To prevent all this from happening again, back up your digital stuff.
- Focus on your photo files. Recovery experts say pics are what consumers most want to get back. Since storage is cheap, keep multiple backups of your highly prized files on more than one high-capacity drive. One convenient way to do that is with the Western Digital My Book Duo, a case with two drives inside, which store mirror images of the data; if one fails, get your data from the second drive. Cost with four-terabyte capacity: about $230.
- Also back up to a cloud. Two drives in the same place could still be taken by hurricane, tornado, fire, flood, or thieves. So you should also back up to a cloud, an easily accessible redundant off-site location.
- If you mostly have photos and home videos to store, Google+ offers users unlimited free cloud storage of them, with the caveat that you’ll need to cap your video resolution at 1080p and your photo resolution at 16 megapixels (not a problem for most of us). Amazon Prime members can back up unlimited pics to its cloud for free.
- Many companies (Dropbox, Apple, Google, Amazon, IDrive) offer free cloud backup, usually capped at 2 to 5GB, which is plenty for most of us. If you need more, sign up with two or three services, or buy a large-capacity plan. For example, with Amazon you can get 100GB of space for $11.99 a year and 1TB for $59.99 a year. IDrive offers 10GB of backup for free or 100GB for $2.95 per year.
- Get a hard drive or cloud storage service that offers a syncing feature. When you plug in a backup drive or log on to a cloud service’s website, these devices or sites automatically scan the folders you want backed up, examine them for changes, and save new or altered files. As long as you correctly designate the folders where you’ve saved stuff you want to keep, you don’t have to do anything else.
- But if you enable syncing features, don’t treat cloud backup as a secondary storage device if your computer runs low on space. If you upload a file onto your cloud account, and then delete the copy from your hard drive, the service will notice the deletion while syncing, assume you deleted it because you no longer wanted it, and delete the uploaded copy.
- Before signing on for terabytes of backup space to stow your music and movies, check with the vendors who sold them to you. Most digital music and movie sellers allow you to re-download content you own, so backing up these files is unnecessary.
- Replace old backup drives with new ones. If one or more older external hard drives have piled up around your house, offload their contents to new drives with terabytes of capacity, since photos eat up lots of disc space. Write the purchase date on the new drive with a permanent marker, so you know when to plan for that drive’s ultimate demise several years from now.

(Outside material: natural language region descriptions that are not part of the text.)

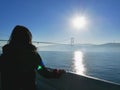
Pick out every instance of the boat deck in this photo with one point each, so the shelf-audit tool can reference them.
(70, 81)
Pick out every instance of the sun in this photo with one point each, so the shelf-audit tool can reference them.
(79, 22)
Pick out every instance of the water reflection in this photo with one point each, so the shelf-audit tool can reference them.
(78, 62)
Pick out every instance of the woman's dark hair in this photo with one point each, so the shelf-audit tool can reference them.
(20, 35)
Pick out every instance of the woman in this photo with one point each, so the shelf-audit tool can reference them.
(20, 60)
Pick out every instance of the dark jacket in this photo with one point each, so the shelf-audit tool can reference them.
(17, 66)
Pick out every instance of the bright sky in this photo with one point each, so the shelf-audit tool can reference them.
(50, 20)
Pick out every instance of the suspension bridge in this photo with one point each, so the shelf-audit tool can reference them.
(40, 43)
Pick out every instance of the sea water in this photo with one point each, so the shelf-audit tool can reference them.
(102, 65)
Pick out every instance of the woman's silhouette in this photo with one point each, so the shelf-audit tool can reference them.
(20, 60)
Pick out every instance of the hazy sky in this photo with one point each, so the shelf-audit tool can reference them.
(49, 20)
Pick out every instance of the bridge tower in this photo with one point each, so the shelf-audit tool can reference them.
(72, 41)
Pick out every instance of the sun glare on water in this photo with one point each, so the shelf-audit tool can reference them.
(78, 63)
(79, 22)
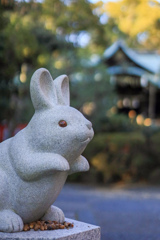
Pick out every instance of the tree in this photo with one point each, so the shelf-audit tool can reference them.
(139, 20)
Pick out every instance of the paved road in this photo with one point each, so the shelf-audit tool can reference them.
(123, 214)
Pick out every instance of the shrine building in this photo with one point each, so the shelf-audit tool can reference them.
(136, 76)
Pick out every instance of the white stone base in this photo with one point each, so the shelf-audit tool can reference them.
(80, 231)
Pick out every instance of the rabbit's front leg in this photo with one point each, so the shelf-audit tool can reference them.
(9, 220)
(79, 165)
(33, 165)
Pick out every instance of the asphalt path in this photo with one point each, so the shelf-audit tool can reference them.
(122, 213)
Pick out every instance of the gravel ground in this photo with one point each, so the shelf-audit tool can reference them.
(122, 213)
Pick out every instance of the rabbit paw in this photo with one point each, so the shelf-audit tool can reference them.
(54, 214)
(10, 222)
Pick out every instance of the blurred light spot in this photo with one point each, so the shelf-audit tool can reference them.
(132, 114)
(26, 51)
(41, 59)
(23, 77)
(126, 102)
(98, 77)
(88, 108)
(58, 64)
(147, 122)
(139, 119)
(135, 103)
(120, 104)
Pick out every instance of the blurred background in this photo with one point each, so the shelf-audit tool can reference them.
(111, 52)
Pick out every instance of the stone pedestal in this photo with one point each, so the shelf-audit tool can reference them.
(80, 231)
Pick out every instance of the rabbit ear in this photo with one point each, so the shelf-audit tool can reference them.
(62, 89)
(43, 93)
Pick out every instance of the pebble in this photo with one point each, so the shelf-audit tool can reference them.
(46, 225)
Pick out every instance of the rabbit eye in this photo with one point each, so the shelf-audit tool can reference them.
(62, 123)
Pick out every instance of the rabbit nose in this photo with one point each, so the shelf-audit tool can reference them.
(89, 125)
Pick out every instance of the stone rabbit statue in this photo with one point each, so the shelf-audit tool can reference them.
(35, 163)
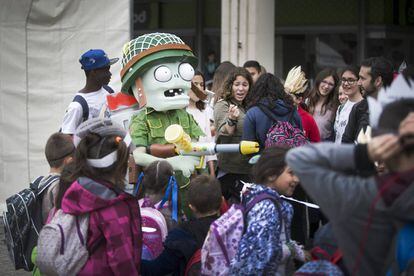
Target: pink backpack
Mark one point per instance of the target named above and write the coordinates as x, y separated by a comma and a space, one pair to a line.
221, 243
282, 133
154, 231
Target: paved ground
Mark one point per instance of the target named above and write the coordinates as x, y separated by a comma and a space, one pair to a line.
6, 267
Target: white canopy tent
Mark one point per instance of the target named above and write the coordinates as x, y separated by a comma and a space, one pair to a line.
40, 44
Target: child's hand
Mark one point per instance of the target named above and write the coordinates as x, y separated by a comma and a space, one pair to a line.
186, 164
382, 147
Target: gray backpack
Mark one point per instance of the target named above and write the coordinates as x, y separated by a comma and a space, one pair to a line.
61, 247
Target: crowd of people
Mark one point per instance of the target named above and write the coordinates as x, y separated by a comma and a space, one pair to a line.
332, 171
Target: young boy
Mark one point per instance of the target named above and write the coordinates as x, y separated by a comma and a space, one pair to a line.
204, 196
363, 210
59, 151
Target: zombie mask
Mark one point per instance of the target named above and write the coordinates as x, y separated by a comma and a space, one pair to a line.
157, 70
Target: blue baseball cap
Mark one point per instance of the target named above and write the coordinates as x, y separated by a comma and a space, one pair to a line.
94, 59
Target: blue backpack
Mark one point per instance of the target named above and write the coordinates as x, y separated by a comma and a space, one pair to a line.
404, 252
85, 108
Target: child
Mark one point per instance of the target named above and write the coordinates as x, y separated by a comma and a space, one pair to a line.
204, 197
266, 248
59, 152
155, 180
362, 210
114, 233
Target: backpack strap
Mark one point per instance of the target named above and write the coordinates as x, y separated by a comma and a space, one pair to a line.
85, 107
196, 258
266, 110
35, 184
48, 182
108, 89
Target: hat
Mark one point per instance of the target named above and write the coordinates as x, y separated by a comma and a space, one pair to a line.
146, 50
94, 59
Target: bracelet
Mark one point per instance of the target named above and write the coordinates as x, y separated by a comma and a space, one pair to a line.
231, 122
292, 250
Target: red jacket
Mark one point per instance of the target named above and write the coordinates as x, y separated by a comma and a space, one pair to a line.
114, 227
310, 128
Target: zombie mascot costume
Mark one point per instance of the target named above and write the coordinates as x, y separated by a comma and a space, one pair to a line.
157, 70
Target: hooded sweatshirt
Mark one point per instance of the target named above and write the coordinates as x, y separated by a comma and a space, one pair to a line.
351, 201
114, 234
257, 124
260, 248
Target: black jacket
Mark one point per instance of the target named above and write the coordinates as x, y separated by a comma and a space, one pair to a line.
179, 246
358, 119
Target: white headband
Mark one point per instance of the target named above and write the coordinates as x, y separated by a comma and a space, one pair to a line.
105, 161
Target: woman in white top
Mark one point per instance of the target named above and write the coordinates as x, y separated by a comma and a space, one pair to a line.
322, 102
202, 116
349, 82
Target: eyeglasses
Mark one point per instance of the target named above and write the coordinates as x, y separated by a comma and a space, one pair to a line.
349, 81
330, 84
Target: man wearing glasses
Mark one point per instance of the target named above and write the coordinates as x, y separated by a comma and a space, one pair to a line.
375, 73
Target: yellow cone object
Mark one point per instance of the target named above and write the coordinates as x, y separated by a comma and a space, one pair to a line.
175, 134
249, 147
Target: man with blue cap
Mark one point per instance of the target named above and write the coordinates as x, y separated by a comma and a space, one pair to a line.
91, 99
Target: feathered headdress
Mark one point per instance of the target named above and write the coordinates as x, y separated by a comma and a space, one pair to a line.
295, 81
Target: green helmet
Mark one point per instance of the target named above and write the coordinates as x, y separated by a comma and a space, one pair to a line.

- Archive for your lifetime x10. For the ultimate in archiving longevity, Mike Cobb, DriveSavers’ director of engineering, recommends optical storage, specifically Milleniatta’s M-Disc DVD+R and BD-R discs, which are rated to last 1,000 years. An M-ready DVD burner and 30 4.7GB optical discs costs $108, and that should cover you for the next 30 generations to come. “Of course, we won’t know for sure if this is true for another 995 years, give or take,” says Cobb.